November 23, 2014
The British Virgin Islands (the “BVI”) had at the end of 2012 enacted record-keeping rules for companies already registered and new, and limited partnerships to comply with OECD requirements. These rules were revised in September 2014 and the key requirements are:-
(1) Records must be maintained for at least five (5) years from the commencement or termination of a transaction.
(2) These records and underlying documentation can be kept in the BVI or elsewhere.
(3) In cases where this documentation is kept outside the BVI the company concerned must inform in writing its BVI registered agent of the physical address where these records are kept and of any change in their location.
It should be noted that companies must still meet their existing obligation to keep records that:-
(1) Are sufficient to show and explain the company’s transactions.
(2) Enable the financial position of the company to be determined with reasonable accuracy.
The recently introduced rules state that these records must include:-
(1) sums of money received and expended;
(2) sales and purchases of goods; and
(3) assets and liabilities.
The term “underlying documentation” is defined as including “accounts” but does not mean that companies have an obligation to produce and maintain financial statements. The term means that they are required to keep “accounting records”.

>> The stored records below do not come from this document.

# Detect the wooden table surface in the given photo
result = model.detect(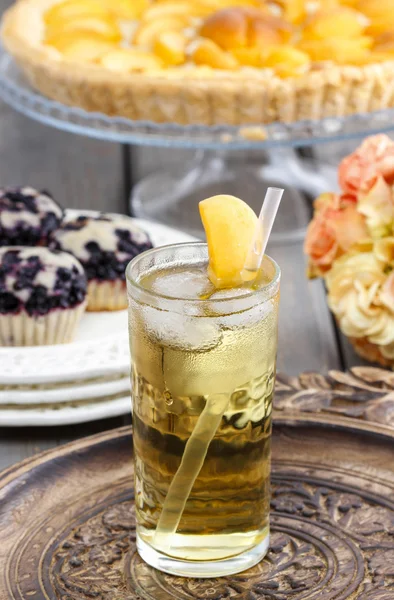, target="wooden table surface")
[0,0,370,469]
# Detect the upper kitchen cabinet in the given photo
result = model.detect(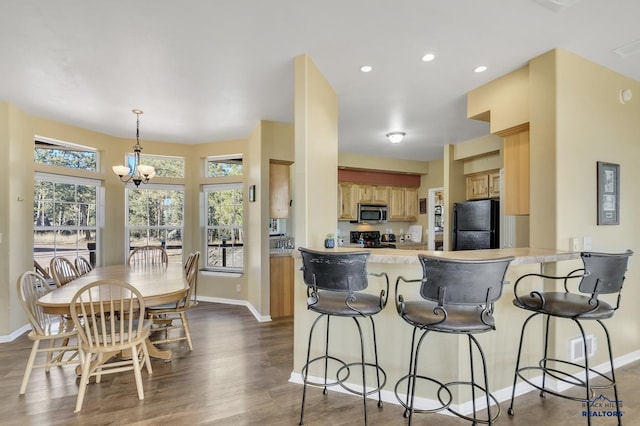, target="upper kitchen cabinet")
[498,123,530,216]
[389,186,418,222]
[269,163,291,219]
[466,170,500,200]
[356,184,389,204]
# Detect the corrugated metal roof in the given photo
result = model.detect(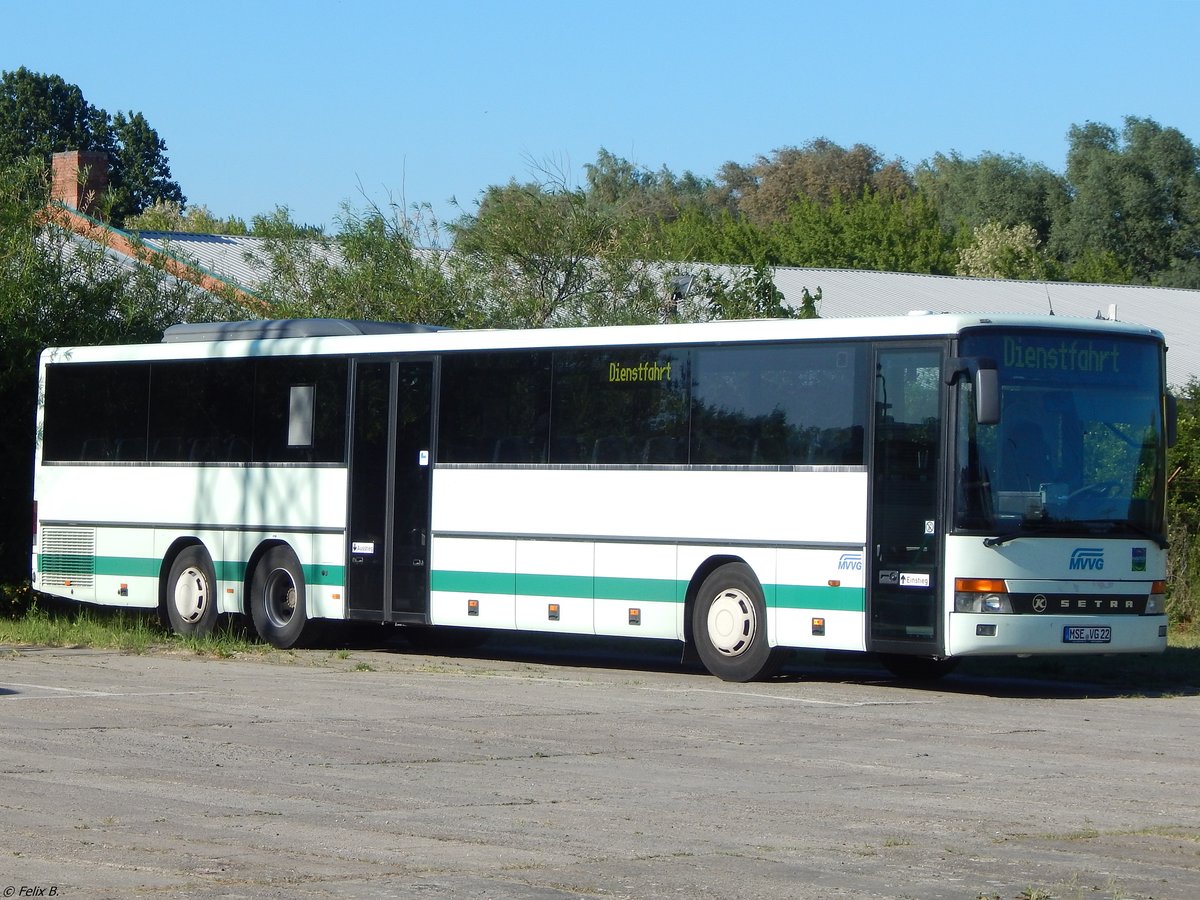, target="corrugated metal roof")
[138,232,307,292]
[133,232,1200,384]
[774,268,1200,385]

It should also be noted that companies and partnerships that contravene the record-keeping obligation are liable to penalties. The new rules do not for the time being impose penalties for non-compliance. However, companies are required to comply with requests for information from the BVI tax authority which is responsible for dealing with requests from overseas tax authorities pursuant to the relevant tax information exchange agreements to which the BVI is a party.